Berlin based artist Jorinde Voigt (* 1977) has been developing conceptual drawings on paper since 2002, referring to them as notations and scores. Voigt constructs an ordering system, as complex as it is individual, in order to survey invisible processes in our present day with a system of drawing-like codes. In the latest »Horizon« drawings the elementary horizon lines are drawn in possible horizon colors. The side-by-side of the possible lines results in an idiosyncratic complex of colors, which defines the possible scope of colors. This element bands together with themes of: melody, rotation, territory, continental border, center and direction.
In the last years we have shown two solo exhibitions with Berlin based Irish painter Fergus Feehily (*1968). In the group show we present one of his small-sized and delicate paintings: »The Weight«. The title stands contrary to the small and light pencil drawing in a found and repainted frame. Last year Fergus Feehily’s works have also been exhibited in a solo show at the Dallas Museum of Art.

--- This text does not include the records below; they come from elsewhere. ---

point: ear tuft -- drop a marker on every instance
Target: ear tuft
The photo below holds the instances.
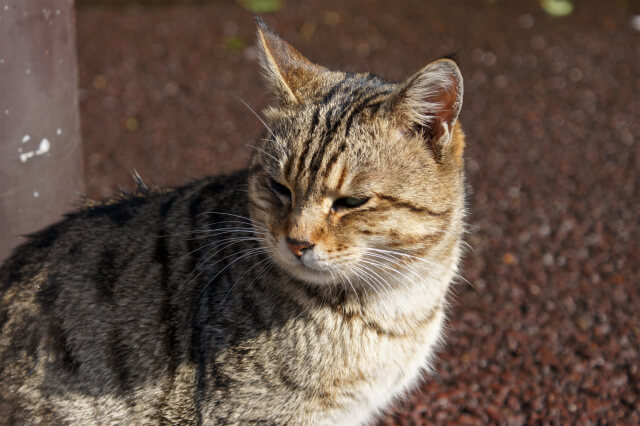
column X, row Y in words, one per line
column 286, row 69
column 430, row 101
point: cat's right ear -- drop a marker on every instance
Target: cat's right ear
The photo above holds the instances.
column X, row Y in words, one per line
column 290, row 74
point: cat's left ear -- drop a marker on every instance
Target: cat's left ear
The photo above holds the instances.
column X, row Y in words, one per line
column 291, row 75
column 429, row 102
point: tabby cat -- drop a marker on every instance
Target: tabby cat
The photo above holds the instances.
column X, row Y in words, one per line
column 309, row 289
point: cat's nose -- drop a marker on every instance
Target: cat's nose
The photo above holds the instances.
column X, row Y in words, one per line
column 298, row 247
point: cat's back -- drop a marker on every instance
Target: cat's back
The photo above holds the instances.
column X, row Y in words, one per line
column 108, row 276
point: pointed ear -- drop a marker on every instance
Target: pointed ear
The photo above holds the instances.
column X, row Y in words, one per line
column 290, row 74
column 429, row 102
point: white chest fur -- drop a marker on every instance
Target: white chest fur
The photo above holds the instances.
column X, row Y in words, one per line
column 401, row 366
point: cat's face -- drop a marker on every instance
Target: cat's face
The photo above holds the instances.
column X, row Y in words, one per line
column 348, row 184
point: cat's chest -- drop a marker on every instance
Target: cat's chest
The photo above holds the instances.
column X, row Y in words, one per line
column 383, row 368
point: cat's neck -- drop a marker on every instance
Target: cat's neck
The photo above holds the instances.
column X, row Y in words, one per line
column 398, row 308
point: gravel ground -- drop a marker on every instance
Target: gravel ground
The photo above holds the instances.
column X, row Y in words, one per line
column 548, row 329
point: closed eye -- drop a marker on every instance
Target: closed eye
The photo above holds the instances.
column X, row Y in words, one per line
column 348, row 203
column 279, row 189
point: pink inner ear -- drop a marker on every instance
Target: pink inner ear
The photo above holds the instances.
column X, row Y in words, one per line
column 447, row 99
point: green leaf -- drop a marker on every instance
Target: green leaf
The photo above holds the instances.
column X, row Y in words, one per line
column 261, row 6
column 557, row 7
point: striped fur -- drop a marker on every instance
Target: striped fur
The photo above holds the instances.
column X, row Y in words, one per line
column 189, row 306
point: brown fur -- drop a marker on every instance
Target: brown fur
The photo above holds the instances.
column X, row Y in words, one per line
column 316, row 298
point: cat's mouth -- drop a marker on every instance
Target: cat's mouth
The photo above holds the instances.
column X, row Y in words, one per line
column 309, row 267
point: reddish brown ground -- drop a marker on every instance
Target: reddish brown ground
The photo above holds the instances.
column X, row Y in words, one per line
column 549, row 328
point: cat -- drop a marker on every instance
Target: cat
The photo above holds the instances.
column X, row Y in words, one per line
column 309, row 289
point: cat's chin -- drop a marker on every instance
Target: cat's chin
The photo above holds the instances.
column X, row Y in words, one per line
column 309, row 275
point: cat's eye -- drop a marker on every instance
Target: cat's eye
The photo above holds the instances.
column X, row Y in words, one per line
column 348, row 203
column 279, row 189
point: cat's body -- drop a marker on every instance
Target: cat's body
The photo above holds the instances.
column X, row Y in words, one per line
column 210, row 304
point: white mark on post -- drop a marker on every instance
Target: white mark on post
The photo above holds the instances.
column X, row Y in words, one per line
column 45, row 146
column 24, row 157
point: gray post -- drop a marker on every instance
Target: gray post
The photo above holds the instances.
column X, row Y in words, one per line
column 40, row 147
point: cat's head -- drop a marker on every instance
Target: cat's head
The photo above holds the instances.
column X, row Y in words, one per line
column 358, row 177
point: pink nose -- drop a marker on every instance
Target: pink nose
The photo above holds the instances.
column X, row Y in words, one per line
column 298, row 247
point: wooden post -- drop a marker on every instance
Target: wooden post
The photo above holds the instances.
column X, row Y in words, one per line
column 40, row 147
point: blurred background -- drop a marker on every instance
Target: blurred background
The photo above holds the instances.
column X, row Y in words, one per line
column 548, row 330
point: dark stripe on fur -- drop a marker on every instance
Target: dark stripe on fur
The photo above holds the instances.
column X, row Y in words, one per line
column 412, row 207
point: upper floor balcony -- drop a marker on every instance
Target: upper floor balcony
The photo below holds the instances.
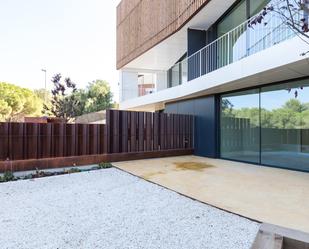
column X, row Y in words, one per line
column 235, row 46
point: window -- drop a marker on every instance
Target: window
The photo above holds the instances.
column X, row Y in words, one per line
column 285, row 125
column 268, row 125
column 240, row 131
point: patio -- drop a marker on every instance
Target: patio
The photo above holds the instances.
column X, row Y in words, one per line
column 112, row 209
column 271, row 195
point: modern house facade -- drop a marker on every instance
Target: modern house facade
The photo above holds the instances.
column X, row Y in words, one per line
column 248, row 86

In the centre of the second gallery room stands Gereon Krebber’s (*1973) new sculpture »Overhead« of polyurethane and spray paint. The cube seems to deform down into a worm-like bulk. With his mostly humorous form findings the Cologne based sculptor researches and makes use of uncommon materials such as gelatin, spray foam or plastic wrap.
Last autumn we have exhibited Daniel Lergon’s (*1978) latest »ANTUMBRA« series of black paintings. For this year’s group show we present a large-size metal pigment drawing by the Berlin based abstract painter. For these drawings, Lergon makes use of water diluted metal pigments he applies on the paper with large brushes. Contrary to his light reflecting paintings on retro reflexive material this body of metal pigment drawings seems to absorb the light completely.
New York based artist and art-critic Joe Fyfe (*1952) concerns himself with the principles of contemporary Vietnamese art which he constantly researches and absorbs in South-East-Asia. For years he has been exhibiting his work in Vietnam and has been collaborating with Vietnamese artists. His subtle collages, like Mixed Materials, are mostly made of rice paper, found cloth, wood, felt and wood.
On the front wall of the last room we present »Weiss Schwarz« by Düsseldorf based artist Imi Knoebel (*1940). Contrary to his usually colorful acrylic works on aluminum, Knoebel here puts next to each other one white and one black triangle that together build a minimalist trapezium.
During the last years Dutch artist Nelleke Beltjens (*1974) has been developing her unique concept of drawing. Among the basic principles of her work is the fragmentation of the line, which is questioned as a fundamental drawing element, breaking it up into numerous short marks that stand perpendicular to the extension of the line. Countless superimposed colorful ›lines‹ running parallel and crosswise transform her drawings into a rhythmic cluster structure that is difficult to define. »Turmoil #2« is full of movement, characterized by abrupt changes in direction and different degrees of intensity. Last autumn Nelleke Beltjens’ work was shown in an exhibition together with drawings by Jorinde Voigt at the Belgium museum Dhondt-Dhaenens in Deurle. This show will move to the Villa Zanders in Bergisch-Gladbach this summer.
In his water colors from the series »Tiefe See« (»Deep Sea«) Cologne based artist Lutz Fritsch (*1955) juxtaposes deep blue amorphous areas in opposition to red, straight sticks. These works were inspired by the artist’s ongoing fascination of his travels to the Arctic/Antarctic. The indefinable forms of the surface of the deep blue sea are without any reference to known shapes. The red sticks function as a kind of reference point to these blue amorphous areas and try to control them.